Alors que les villages du sud du pays, théâtre de premiers combats au sol le long de la frontière israélo-libanaise, sont au centre de l’attention depuis le début du conflit, les bombardements intensifs et quotidiens sur la vallée de la Bekaa racontent une autre guerre, aérienne celle-ci, menée par Israël dans l’est du pays. C’est à partir de Rayak, en direction de la ville antique de Baalbek, célèbre pour ses temples, ruines et propylées de l’époque gréco-romaine, que débute la Bekaa orientale. La plaine, encadrée à l’ouest par le mont Liban et à l’est par l’Anti-Liban, est un bastion historique du Hezbollah et un corridor stratégique qui le relie à ses alliés en Syrie, en Irak et en Iran.

Rares sont les signes de vie sur la voie rapide traversant la plaine, empruntée par quelques véhicules qui circulent à vive allure. Rideaux baissés, les magasins sont tous fermés ; les check-points de l’armée libanaise ont été abandonnés par les soldats. Dans les villages, désertés par leurs habitants, les seuls regards croisés sont ceux des « martyrs », combattants tués par Israël, dont les portraits s’affichent à chaque entrée et sortie, les drapeaux jaunes du Hezbollah flottent au vent le long des rues. Le Monde n’a pu traverser certaines de ces localités qu’accompagné de membres du groupe, le mouvement chiite restreint les déplacements sur une partie de ce territoire qu’il contrôle de facto.

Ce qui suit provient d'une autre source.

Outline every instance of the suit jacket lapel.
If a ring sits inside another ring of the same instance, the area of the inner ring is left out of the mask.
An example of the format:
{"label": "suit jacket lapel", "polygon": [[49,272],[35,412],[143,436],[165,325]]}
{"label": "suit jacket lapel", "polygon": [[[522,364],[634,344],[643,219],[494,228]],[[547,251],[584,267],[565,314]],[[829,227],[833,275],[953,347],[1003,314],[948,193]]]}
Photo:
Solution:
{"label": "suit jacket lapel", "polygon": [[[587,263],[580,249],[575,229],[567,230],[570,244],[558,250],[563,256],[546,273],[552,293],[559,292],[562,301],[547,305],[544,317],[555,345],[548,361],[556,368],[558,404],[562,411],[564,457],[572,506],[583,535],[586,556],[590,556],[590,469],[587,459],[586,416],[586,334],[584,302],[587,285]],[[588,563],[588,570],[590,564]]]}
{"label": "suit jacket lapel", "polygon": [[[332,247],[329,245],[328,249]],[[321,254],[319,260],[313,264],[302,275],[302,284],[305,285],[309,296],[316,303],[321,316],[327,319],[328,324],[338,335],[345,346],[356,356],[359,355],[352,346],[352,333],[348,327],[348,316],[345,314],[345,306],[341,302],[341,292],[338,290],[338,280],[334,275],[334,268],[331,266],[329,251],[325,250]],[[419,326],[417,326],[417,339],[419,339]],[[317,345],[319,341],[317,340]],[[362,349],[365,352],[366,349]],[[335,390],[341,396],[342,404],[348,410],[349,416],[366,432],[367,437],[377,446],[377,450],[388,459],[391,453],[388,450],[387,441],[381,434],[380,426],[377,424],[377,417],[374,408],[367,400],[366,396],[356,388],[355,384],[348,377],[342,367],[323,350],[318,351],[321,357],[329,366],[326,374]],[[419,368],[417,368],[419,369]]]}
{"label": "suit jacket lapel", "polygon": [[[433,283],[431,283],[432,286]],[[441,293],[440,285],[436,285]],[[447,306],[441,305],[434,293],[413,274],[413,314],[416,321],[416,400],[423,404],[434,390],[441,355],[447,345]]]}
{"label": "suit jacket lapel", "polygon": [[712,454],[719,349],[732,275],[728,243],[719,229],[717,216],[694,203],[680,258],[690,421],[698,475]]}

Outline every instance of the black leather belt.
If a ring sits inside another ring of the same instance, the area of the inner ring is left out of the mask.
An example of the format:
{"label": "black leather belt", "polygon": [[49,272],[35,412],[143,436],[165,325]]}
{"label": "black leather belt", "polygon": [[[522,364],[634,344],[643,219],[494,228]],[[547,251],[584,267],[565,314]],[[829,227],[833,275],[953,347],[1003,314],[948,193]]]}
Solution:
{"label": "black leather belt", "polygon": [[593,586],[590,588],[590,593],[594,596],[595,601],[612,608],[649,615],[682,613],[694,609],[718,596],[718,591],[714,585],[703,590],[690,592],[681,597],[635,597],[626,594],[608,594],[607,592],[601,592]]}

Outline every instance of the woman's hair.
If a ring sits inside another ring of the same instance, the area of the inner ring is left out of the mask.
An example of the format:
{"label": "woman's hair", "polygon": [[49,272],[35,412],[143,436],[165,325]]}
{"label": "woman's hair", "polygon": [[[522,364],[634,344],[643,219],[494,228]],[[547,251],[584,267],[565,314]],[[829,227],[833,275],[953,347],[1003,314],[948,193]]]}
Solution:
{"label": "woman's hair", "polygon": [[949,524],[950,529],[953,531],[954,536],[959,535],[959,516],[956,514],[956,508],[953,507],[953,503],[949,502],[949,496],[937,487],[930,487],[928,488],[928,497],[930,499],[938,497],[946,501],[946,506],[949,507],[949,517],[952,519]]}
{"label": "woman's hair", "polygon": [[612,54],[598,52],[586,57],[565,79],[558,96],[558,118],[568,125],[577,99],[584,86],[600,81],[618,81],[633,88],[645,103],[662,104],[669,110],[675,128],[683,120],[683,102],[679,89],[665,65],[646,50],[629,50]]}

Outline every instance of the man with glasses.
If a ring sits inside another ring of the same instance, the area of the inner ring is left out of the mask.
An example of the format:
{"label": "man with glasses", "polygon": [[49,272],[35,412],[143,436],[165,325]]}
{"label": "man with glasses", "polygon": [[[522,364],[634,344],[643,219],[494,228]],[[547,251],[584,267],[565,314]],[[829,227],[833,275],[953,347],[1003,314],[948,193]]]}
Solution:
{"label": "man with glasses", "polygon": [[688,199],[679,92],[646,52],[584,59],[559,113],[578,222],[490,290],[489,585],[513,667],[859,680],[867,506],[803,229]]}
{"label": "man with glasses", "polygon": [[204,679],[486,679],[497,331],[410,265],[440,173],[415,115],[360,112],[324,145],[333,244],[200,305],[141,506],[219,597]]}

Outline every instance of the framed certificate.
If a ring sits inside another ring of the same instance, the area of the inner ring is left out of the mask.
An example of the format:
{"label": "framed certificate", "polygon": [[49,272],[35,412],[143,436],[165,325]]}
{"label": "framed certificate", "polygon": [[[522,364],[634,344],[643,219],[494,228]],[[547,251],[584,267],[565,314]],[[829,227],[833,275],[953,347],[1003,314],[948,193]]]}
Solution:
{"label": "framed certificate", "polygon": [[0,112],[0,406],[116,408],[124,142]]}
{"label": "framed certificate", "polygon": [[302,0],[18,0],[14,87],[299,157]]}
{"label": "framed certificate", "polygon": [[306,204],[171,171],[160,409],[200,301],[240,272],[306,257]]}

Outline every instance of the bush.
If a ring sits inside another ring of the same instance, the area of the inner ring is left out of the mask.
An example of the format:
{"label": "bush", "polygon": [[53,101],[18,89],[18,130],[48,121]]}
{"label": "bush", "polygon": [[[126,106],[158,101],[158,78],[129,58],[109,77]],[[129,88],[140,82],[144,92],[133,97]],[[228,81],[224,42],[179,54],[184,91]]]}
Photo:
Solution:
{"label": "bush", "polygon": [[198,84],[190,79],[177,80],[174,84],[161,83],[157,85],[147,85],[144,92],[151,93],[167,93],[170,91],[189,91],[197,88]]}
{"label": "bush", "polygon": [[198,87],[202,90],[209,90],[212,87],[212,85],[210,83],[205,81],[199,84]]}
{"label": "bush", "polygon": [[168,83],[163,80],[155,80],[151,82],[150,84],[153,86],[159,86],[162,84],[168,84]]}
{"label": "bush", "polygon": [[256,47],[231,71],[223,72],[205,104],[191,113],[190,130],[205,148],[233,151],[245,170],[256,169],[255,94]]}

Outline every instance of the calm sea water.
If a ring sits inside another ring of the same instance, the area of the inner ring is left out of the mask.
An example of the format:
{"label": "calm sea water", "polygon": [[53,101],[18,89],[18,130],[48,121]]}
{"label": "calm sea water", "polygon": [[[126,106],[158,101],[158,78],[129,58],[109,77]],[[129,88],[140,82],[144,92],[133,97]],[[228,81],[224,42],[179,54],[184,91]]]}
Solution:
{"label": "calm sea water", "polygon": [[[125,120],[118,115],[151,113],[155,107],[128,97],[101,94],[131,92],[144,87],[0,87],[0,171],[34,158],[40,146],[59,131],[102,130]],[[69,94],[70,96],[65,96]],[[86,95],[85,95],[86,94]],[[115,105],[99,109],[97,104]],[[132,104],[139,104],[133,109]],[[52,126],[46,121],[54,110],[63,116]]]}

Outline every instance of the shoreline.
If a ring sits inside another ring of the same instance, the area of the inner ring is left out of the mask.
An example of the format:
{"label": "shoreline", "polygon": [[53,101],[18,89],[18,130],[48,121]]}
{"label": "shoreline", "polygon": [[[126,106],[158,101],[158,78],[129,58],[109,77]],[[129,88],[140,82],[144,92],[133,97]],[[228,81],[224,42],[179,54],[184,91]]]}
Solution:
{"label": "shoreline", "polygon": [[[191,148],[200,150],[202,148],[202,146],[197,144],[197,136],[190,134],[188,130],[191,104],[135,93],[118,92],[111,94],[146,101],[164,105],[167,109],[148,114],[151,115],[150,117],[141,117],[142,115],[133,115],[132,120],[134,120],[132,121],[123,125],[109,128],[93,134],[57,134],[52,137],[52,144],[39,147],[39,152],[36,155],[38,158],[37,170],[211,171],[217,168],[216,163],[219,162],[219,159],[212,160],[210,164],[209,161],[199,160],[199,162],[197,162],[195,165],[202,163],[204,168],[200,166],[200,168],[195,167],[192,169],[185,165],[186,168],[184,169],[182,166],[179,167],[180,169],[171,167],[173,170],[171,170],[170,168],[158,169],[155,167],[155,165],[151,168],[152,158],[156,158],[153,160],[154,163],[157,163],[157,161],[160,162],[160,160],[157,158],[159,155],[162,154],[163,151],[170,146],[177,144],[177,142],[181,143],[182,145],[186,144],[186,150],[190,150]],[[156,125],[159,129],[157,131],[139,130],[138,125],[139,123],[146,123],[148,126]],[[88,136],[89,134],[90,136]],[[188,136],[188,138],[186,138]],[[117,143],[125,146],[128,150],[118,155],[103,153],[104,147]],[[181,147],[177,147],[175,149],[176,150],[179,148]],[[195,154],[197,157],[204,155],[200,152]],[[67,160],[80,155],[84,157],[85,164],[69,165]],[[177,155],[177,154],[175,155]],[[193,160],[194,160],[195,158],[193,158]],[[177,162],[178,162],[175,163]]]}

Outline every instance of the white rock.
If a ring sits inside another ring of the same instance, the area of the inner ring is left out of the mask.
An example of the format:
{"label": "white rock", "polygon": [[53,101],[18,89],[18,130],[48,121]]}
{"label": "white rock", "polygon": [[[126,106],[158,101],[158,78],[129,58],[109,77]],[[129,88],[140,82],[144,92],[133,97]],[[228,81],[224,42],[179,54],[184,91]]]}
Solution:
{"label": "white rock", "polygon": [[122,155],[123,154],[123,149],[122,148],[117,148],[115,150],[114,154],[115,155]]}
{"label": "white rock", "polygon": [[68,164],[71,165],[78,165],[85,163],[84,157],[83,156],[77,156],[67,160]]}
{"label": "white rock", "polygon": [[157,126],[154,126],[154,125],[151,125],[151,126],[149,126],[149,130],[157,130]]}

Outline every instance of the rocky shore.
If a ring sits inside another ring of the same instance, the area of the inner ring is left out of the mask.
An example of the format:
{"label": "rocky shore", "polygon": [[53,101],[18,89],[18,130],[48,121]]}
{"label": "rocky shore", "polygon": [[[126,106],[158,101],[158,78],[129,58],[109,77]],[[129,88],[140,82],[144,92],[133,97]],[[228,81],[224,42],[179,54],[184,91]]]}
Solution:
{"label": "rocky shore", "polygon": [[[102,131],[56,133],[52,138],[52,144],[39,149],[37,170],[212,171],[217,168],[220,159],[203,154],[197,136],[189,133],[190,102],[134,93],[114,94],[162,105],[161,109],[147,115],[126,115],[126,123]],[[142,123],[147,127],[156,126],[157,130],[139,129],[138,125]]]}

Les décombres d’une maison touchée par une frappe israélienne, à Al-Khodor, dans la vallée de la Bekaa (Liban), le 9 octobre 2024.

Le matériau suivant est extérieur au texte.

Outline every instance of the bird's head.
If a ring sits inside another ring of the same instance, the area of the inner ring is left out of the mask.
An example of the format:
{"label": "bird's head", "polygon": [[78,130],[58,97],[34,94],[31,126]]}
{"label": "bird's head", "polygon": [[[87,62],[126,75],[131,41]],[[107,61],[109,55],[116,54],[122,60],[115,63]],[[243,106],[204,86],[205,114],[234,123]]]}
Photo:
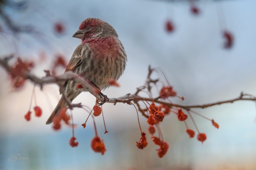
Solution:
{"label": "bird's head", "polygon": [[87,18],[82,23],[79,29],[73,37],[81,39],[105,38],[109,36],[118,37],[115,29],[107,22],[98,18]]}

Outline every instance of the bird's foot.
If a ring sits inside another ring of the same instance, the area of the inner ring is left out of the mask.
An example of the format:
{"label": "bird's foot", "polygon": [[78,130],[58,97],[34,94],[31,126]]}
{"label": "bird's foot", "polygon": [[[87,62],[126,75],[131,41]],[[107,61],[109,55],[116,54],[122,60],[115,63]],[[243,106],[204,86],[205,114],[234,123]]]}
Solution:
{"label": "bird's foot", "polygon": [[107,102],[108,102],[109,100],[109,99],[107,95],[104,95],[100,92],[100,97],[104,97],[104,100],[102,102],[101,102],[99,100],[97,100],[97,105],[98,106],[100,106],[105,103]]}

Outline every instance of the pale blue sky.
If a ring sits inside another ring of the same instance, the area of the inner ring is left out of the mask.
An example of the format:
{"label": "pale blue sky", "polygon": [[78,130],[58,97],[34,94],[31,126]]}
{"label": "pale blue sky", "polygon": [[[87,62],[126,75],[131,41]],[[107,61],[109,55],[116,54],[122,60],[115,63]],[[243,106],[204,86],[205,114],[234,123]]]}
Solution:
{"label": "pale blue sky", "polygon": [[[79,40],[72,36],[82,21],[89,17],[97,17],[116,29],[128,57],[126,70],[118,81],[121,86],[106,90],[104,93],[109,97],[134,92],[137,87],[144,84],[149,64],[164,70],[174,89],[185,98],[183,102],[172,100],[175,103],[191,104],[213,102],[236,97],[242,91],[256,95],[255,1],[199,2],[196,4],[201,12],[198,16],[191,14],[189,4],[185,2],[52,1],[30,1],[28,10],[21,13],[6,9],[17,22],[34,25],[43,33],[46,42],[27,35],[20,35],[18,41],[6,33],[4,36],[0,36],[1,55],[15,52],[11,40],[17,42],[19,54],[23,58],[33,57],[36,60],[38,53],[45,52],[46,61],[34,71],[43,76],[43,70],[50,68],[51,60],[56,54],[63,54],[69,59],[80,43]],[[224,14],[223,17],[226,28],[235,37],[234,46],[230,50],[222,48],[224,39],[217,10],[220,6]],[[175,26],[175,31],[172,34],[164,29],[168,18]],[[53,35],[52,26],[59,20],[65,24],[67,29],[65,35],[56,37]],[[7,42],[5,37],[8,38]],[[59,71],[61,74],[63,71]],[[0,79],[0,118],[4,120],[1,122],[3,135],[0,141],[9,144],[6,147],[1,145],[1,150],[4,151],[1,152],[4,154],[0,158],[4,165],[0,167],[2,169],[15,169],[16,166],[33,169],[35,166],[36,166],[33,164],[35,162],[38,163],[42,169],[68,169],[69,167],[79,169],[86,166],[91,169],[105,167],[110,169],[188,166],[195,169],[256,168],[253,159],[256,156],[256,111],[254,102],[238,102],[196,110],[213,118],[220,126],[217,130],[210,122],[195,116],[201,131],[207,135],[207,139],[202,145],[195,138],[188,138],[185,126],[177,120],[175,115],[166,117],[161,127],[170,148],[161,159],[157,158],[155,151],[157,148],[150,141],[149,146],[143,151],[136,148],[134,144],[140,137],[134,108],[122,104],[115,106],[106,104],[103,108],[107,126],[110,129],[108,134],[103,134],[101,118],[96,119],[98,128],[102,131],[101,137],[108,147],[106,155],[102,156],[93,153],[90,147],[90,141],[94,135],[91,122],[91,126],[86,128],[87,130],[80,127],[76,129],[79,142],[78,147],[76,148],[68,145],[70,129],[66,128],[56,133],[50,126],[45,125],[52,110],[51,107],[55,107],[58,102],[57,86],[45,88],[48,92],[44,93],[48,94],[52,105],[50,107],[47,102],[48,100],[39,89],[36,89],[37,103],[43,108],[43,115],[40,119],[32,117],[28,123],[23,116],[28,107],[32,85],[28,83],[23,90],[10,93],[10,84],[3,83],[8,76],[2,69],[0,69],[0,73],[3,75]],[[94,101],[90,94],[85,93],[74,102],[92,106]],[[74,112],[75,122],[81,124],[86,117],[84,113],[78,109]],[[141,124],[146,131],[146,120],[140,117]],[[191,121],[188,123],[193,127]],[[35,157],[37,158],[30,158],[29,163],[24,161],[14,164],[5,159],[19,152],[24,157],[33,155],[33,151],[30,153],[29,150],[22,150],[12,146],[20,144],[24,148],[29,148],[29,145],[26,146],[29,142],[32,143],[33,148],[37,149]]]}

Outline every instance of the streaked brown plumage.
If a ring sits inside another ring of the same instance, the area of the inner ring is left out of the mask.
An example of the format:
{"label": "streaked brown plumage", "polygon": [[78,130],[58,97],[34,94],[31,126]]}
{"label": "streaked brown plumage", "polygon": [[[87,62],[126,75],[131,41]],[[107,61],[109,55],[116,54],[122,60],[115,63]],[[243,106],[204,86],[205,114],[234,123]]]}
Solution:
{"label": "streaked brown plumage", "polygon": [[[123,74],[127,58],[124,48],[115,29],[101,19],[89,18],[82,22],[73,37],[81,39],[65,72],[71,71],[86,79],[101,90],[109,86],[111,79],[117,81]],[[72,102],[83,90],[73,81],[64,84],[66,97]],[[60,108],[68,108],[63,96],[46,121],[52,122]]]}

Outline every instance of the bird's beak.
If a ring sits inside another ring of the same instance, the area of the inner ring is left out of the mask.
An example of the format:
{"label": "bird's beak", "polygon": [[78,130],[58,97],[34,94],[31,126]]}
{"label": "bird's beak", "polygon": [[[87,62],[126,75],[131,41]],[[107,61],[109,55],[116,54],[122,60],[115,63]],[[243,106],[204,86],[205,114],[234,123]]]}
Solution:
{"label": "bird's beak", "polygon": [[77,31],[75,33],[72,37],[81,39],[83,36],[84,33],[83,32],[83,31],[81,29],[78,29]]}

Les traces des bombardements sont omniprésentes. Dans chaque village, des blocs de parpaing éparpillés et des dalles de béton effondrées s’amoncellent là où se dressaient des maisons ou des magasins. Des cratères balafrent les champs, oliveraies et vignes, des poteaux électriques gisent en travers de la route…

« Frappes sauvages »

Grosse bourgade agricole, Al-Khodor est figée dans la douleur, mercredi 9 octobre. La veille, cinq de ses habitants ont péri dans un bombardement. Une petite foule, tendue, extraie un corps d’une ambulance du Comité sanitaire islamique, le service de secouristes du Hezbollah, aux cris d’« Allah est grand ». La prière, conduite au rez-de-chaussée d’une bâtisse inachevée en présence d’environ 200 personnes, hommes, femmes et enfants, est brève. « Il vaut de toute façon mieux éviter de tous se rassembler trop longtemps et au même endroit », glisse Suhail, un agriculteur venu en voisin, tandis qu’un drone israélien tourne dans le ciel. « C’est le 17missile qui s’abat sur notre village ; 20 morts depuis le 23 septembre. Des frappes sauvages, sans jamais un avertissement. Il n’y a que des agriculteurs à Al-Khodor. On cultive de la patate. Depuis des semaines, il n’y a que de la détresse, ici », affirme Suhail, en montrant des femmes en pleurs alors qu’une petite foule de 200 personnes se dirige vers le cimetière voisin. Où trois des victimes de la veille doivent être inhumées.